Anna touched Miss Franks’ shoulder and muttered words I didn’t catch. Then there was a metal clunk – Anna had dropped her knife.
‘A light – quick, Shilly!’
‘What’s wrong?’
‘I think … I can’t see a wretched thing.’
There was the sound of her bumping into the table, trinkets falling and chinking into one another. Anna’s curses.
‘Mathilda,’ I said, ‘do you have spills, for the candles?’
She didn’t answer, so I grabbed from the floor one of the bits of paper lying there and made a spill myself. I plunged it into the fire’s embers and after a moment the twist of paper caught.
‘Anna – here.’
She snatched the spill and held it close to Miss Franks’ face. I lit a second.
I stumbled back, nearly falling in the embers.

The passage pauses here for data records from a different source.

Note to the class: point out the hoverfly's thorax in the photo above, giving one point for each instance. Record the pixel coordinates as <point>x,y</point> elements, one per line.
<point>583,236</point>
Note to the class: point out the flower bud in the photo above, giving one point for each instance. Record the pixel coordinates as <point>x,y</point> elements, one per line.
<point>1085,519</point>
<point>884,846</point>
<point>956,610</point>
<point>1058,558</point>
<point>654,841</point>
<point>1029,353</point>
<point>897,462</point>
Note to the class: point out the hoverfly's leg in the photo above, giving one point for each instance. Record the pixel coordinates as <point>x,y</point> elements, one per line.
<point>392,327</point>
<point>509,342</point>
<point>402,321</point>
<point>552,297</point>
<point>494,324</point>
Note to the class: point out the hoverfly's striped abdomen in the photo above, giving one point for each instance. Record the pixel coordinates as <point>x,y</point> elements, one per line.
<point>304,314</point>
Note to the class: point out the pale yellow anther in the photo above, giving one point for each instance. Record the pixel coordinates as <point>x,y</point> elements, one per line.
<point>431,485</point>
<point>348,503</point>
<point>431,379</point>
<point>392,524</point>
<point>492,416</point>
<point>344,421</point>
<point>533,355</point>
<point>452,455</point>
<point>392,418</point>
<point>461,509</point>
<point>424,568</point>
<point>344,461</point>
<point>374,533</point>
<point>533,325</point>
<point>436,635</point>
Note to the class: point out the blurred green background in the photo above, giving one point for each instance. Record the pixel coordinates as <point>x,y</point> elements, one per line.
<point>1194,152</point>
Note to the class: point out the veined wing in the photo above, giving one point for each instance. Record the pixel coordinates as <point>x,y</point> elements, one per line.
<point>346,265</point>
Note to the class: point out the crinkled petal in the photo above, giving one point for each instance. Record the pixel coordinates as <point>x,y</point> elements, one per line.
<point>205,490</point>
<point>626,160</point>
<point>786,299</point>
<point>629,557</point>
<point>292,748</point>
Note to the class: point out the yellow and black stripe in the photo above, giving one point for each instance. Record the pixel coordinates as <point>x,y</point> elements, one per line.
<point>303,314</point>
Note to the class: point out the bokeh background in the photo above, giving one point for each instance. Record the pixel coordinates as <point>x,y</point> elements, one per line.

Miss Franks was glaring at me. Only one side of her face was clear and the clearest thing about it was the eye fixed on me. It was huge. Unnaturally so. It bulged in her face. Dark and glassy.
‘Miss Franks …’
Anna lit the candle ends she found amongst the table’s muddle and set them close by. In their light Miss Franks’ cheeks looked very red. I made myself go closer. The redness was blood, and raw flesh. Her skin had been torn. Raked. Deep slashes made her forehead, nose and cheeks a ploughed field of themselves. Her other eye, the one not glaring at me, was burst and lay like a bad egg in the broken shell of the socket. Her lips were torn. Amongst the blood w
as the white of dried spittle.
I choked back bile. ‘Dear God. What … Mathilda!’ I spun round and held my light close to the girl to see if she was harmed. Her hand jerking so strange was her doing some drawing. In the near dark? With a dead woman beside her? There were marks across her knuckles. Scratches. They were bleeding.
‘She’s hurt too!’ I said. ‘Anna – Mathilda’s been cut.’
‘But she’s alive, at least. Hold this.’ Anna gave me her candle. She pulled away Miss Franks’ shawl and undid her collar, then peered at her neck.
‘What happened to her?’
‘I’m not a coroner,’ Anna said.
‘But you can guess?’
‘There are no marks of strangulation, but that eye protruding, the strain in her cheeks. I’d say she’s been smothered.’ Anna touched Miss Franks’ throat. ‘Still warm. Whatever happened, it happened very recently. And yet the girl sits here as if nothing is untoward.’
It was true. Mathilda had remained in her chair, moving the charcoal over the paper but without looking at what she was doing. Her gaze was fixed on the fire’s remains.
Anna bent down and when she straightened she held her little knife again. ‘Mathilda,’ Anna said firmly, as if speaking to a child, ‘can you tell us what happened?’
No reply. Still the charcoal moved across the paper.
‘Did you quarrel?’ Anna said.
Scratch scratch across the paper.
Anna and I were like doorposts flanking the girl. The black lines she’d drawn were ragged and wiry, without neatness. But within the tangle was something firm that Mathilda kept drawing over and over. A shape. Curved at the bottom, like the underside of a bowl, the sides reaching into peaks, and between these peaks other lines were scratched to join them. The quarter-moon, set on its back.
I put my hand gently on Mathilda’s, the one that held the charcoal, trying not to press the cuts in her flesh.
Anna raised her knife and it hovered now not far from Mathilda’s face. ‘Be careful, Shilly.’
Still Mathilda gave no reaction. Her hand moved beneath mine, as if I was drawing. I felt the tautness of it.